The Lace Reader by Brunonia Barry begins:
"Every gift has a price . . .
Every piece of lace has a secret . . .
My name is Towner Whitney. No, that's not exactly true. My real first name is Sophya. Never believe me. I lie all the time. . . . "
When I flipped through this book at the library, this beginning caught my attention. I finally had time to participate in a book club monthly discussion and I was excited to read this book.
Towner (as most everyone calls her) has an interesting story to tell. She comes from an eccentric family from Salem where the women can tell fortunes in pieces of lace handcrafted by generations of women. Towner flees Salem after the suicide of her twin sister and a stay in a mental hospital but is called back when the mysterious death of her aunt and the disappearance of another woman happen. We quickly learn of the mental instability of Towner but I personally forgot about it until the end when I was shocked to learn what was really going on.

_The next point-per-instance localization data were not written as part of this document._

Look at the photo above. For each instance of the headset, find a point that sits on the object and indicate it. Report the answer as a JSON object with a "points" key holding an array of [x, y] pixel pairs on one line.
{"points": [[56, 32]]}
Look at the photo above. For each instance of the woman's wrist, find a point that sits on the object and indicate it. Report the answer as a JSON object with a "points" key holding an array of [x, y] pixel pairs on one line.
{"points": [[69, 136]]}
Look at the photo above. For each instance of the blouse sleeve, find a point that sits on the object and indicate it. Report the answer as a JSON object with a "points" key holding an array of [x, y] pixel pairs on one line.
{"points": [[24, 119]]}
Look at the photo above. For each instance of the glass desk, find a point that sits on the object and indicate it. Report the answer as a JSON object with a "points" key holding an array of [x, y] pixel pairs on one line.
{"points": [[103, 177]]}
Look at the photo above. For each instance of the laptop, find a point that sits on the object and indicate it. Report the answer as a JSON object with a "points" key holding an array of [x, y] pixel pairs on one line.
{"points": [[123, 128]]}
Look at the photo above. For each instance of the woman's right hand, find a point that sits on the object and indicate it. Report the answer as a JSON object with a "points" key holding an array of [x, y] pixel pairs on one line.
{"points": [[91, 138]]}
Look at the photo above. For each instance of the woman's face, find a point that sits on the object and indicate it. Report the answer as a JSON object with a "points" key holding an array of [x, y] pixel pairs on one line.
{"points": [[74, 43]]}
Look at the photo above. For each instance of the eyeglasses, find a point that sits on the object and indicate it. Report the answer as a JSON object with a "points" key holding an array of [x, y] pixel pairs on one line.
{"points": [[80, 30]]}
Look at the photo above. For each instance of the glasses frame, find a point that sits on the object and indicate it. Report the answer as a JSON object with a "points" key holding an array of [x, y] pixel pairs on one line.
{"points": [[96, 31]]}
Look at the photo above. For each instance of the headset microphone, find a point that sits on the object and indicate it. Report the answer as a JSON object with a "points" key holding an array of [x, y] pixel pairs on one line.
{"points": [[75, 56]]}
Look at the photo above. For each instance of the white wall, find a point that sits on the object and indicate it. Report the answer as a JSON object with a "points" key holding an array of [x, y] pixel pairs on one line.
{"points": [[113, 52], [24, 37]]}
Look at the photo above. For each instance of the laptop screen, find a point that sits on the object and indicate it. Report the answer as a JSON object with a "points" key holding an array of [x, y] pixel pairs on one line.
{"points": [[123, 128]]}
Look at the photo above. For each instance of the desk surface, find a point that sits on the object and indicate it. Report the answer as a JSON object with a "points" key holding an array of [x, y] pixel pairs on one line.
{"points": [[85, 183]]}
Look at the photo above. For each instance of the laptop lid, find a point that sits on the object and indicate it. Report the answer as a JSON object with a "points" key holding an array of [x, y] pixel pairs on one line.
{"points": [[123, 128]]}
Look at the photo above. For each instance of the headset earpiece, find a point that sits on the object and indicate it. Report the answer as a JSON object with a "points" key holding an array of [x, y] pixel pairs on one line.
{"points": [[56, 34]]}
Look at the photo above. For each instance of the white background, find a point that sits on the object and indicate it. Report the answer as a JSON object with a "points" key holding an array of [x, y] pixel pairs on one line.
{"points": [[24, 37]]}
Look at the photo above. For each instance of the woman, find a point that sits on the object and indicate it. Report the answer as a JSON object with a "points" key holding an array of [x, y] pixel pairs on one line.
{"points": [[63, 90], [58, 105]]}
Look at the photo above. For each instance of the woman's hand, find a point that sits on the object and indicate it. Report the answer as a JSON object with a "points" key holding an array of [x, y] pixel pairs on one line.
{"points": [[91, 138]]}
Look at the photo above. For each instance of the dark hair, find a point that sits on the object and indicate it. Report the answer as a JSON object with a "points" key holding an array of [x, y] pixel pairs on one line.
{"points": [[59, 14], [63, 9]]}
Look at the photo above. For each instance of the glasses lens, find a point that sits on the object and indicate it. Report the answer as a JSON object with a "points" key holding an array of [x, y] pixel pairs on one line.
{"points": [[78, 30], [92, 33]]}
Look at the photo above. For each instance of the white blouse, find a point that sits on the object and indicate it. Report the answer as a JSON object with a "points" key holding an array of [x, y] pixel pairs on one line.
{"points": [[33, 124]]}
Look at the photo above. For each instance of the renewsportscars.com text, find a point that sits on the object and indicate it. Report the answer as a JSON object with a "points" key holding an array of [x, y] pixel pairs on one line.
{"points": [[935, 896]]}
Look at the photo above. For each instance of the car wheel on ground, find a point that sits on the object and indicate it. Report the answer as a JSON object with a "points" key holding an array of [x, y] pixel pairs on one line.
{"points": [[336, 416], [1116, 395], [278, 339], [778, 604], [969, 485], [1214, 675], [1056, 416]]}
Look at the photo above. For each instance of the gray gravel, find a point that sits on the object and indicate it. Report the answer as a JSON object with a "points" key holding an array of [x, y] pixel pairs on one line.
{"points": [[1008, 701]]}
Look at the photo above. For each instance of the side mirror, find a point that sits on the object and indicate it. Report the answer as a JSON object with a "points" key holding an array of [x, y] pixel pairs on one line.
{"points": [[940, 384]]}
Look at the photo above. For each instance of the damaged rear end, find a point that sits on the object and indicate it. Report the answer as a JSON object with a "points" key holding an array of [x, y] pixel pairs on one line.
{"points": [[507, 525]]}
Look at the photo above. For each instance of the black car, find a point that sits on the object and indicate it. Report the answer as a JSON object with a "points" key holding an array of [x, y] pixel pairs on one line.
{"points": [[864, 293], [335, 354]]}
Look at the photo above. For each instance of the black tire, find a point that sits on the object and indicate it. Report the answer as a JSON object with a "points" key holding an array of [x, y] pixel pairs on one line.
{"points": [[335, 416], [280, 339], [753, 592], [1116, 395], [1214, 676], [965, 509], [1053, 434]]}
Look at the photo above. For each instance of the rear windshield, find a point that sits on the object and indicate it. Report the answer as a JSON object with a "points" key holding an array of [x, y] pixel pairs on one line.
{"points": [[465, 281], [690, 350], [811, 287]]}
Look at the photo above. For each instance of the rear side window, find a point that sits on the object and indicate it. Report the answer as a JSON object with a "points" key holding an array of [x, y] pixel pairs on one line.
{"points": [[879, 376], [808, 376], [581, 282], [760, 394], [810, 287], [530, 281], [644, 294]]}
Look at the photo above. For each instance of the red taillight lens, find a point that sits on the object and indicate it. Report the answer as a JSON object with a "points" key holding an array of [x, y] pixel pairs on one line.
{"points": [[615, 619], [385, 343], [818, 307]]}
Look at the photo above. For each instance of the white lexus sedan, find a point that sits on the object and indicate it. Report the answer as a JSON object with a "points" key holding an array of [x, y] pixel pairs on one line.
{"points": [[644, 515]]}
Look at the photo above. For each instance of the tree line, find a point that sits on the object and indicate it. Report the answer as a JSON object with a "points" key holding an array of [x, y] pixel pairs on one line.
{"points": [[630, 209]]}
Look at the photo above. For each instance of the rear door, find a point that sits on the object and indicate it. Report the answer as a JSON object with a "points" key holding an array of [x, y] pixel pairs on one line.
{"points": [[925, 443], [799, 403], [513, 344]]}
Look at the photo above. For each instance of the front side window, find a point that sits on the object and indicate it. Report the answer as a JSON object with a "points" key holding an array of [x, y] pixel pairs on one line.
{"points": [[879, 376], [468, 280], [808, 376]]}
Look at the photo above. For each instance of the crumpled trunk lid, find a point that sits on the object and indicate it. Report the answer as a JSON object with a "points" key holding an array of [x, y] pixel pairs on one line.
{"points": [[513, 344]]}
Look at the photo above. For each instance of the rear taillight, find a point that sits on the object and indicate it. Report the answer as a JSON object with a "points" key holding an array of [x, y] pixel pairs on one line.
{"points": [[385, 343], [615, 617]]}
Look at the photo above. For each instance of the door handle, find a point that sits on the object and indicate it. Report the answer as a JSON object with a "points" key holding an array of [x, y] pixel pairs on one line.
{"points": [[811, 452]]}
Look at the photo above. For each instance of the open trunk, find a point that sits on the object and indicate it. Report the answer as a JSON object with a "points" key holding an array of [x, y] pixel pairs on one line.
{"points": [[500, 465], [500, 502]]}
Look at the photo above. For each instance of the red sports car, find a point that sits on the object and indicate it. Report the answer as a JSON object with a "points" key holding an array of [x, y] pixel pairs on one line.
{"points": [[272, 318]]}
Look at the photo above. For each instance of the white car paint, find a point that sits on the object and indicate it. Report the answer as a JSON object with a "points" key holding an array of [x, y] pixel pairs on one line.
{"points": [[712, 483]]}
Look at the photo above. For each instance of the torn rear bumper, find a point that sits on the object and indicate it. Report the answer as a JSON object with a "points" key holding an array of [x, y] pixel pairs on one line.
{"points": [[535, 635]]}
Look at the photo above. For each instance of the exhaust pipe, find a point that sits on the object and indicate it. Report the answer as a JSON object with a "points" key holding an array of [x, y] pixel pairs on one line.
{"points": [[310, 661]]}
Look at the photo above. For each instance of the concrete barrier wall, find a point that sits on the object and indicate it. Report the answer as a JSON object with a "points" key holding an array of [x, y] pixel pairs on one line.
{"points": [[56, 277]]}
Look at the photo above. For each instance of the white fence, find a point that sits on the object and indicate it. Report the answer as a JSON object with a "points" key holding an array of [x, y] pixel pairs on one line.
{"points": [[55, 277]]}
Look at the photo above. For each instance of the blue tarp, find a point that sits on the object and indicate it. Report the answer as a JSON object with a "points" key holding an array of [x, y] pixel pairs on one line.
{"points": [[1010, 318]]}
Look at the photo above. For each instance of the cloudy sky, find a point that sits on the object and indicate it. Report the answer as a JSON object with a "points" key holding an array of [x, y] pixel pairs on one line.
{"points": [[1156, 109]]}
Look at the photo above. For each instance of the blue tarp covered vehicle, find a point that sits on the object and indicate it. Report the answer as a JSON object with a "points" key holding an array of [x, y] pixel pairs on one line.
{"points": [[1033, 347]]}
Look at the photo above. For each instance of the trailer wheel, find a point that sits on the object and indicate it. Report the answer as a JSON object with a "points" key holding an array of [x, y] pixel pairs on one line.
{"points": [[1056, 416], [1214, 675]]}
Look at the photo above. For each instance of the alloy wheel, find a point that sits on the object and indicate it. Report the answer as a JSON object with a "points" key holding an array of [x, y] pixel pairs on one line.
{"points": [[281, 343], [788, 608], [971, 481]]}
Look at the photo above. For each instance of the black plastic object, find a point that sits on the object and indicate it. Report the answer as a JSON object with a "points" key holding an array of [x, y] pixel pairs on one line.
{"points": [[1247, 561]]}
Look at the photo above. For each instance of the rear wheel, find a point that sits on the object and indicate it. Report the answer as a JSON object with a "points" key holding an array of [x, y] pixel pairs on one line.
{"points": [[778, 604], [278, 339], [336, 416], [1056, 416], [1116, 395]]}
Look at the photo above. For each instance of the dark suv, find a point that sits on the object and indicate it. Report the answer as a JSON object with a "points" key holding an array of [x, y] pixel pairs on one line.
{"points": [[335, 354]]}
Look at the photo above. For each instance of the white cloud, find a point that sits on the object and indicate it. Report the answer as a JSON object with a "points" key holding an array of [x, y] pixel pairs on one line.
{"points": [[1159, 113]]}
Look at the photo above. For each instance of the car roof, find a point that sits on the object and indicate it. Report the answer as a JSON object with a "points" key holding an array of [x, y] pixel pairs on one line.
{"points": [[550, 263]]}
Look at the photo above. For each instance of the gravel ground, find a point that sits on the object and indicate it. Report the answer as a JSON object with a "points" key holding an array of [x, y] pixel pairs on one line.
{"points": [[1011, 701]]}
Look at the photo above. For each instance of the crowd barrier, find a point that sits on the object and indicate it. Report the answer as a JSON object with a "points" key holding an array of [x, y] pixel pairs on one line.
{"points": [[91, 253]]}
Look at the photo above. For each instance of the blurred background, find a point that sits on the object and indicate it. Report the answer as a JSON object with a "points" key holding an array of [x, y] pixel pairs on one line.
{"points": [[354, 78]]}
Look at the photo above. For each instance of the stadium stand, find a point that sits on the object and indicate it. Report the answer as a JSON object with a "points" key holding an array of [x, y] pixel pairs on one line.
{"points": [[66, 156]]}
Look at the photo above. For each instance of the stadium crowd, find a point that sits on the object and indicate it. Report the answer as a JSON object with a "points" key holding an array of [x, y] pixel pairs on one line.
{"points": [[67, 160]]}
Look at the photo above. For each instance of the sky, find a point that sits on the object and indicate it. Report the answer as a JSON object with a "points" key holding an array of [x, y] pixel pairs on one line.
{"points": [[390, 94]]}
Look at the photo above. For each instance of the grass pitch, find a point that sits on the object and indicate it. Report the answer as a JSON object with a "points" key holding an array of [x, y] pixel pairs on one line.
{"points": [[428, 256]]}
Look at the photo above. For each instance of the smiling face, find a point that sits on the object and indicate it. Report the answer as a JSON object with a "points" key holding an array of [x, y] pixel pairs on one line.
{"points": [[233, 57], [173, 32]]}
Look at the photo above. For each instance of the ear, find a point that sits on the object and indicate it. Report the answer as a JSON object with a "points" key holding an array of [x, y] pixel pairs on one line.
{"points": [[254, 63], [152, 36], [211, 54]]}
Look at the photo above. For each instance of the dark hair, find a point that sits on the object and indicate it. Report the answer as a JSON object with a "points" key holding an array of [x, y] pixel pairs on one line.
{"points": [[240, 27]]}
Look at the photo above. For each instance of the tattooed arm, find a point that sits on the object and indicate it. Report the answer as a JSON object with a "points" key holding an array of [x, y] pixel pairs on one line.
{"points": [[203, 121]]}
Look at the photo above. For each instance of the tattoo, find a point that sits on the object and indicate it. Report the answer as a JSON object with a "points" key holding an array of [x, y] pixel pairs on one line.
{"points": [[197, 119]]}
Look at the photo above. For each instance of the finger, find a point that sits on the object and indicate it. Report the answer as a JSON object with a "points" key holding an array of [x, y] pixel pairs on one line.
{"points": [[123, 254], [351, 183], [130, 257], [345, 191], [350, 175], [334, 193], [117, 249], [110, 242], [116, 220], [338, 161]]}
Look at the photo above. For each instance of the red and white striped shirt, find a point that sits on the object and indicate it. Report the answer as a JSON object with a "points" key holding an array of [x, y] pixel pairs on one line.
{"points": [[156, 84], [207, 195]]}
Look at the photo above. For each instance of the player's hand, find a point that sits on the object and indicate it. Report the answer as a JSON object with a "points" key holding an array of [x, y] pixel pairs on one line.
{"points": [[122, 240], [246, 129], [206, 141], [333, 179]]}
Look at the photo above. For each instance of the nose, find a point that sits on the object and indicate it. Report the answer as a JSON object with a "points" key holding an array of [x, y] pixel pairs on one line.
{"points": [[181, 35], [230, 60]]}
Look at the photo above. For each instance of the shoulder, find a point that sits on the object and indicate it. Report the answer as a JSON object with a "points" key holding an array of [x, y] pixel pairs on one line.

The story weaves around 5 women of the Whitney family. Obviously there is Towner which you learn to sympathize with immediately. Towner’s mother May is a recluse that lives on an island and refuses to leave. May tends to abused women and children who come to her to escape the abuse. She teaches the women to spin thread and make lace. Aunt Emma lives on the island but is even more mysterious then May. Emma came to the island after escaping from her abusive husband Cal. Cal goes to jail for a number of years but returns to Salem and forms a cult of Calvinists. They terrorize Salem with their wild Christian views of Witchcraft and promise people a better life if they are saved. We learn about Aunt Eva and her gift of healing for the town. We eventually get into the life of Towner’s twin, Lyndley, before she killed herself. I actually let out a gasp when the back story of what led up to the reason for the suicide!
While The Lace Reader is a good example of great literature, there were times the story seemed to carry on and I found myself asking what the point of this story was. The jumping around of point of views tends to be distracting and tiresome near the middle of the story but the ending was well worth the wait!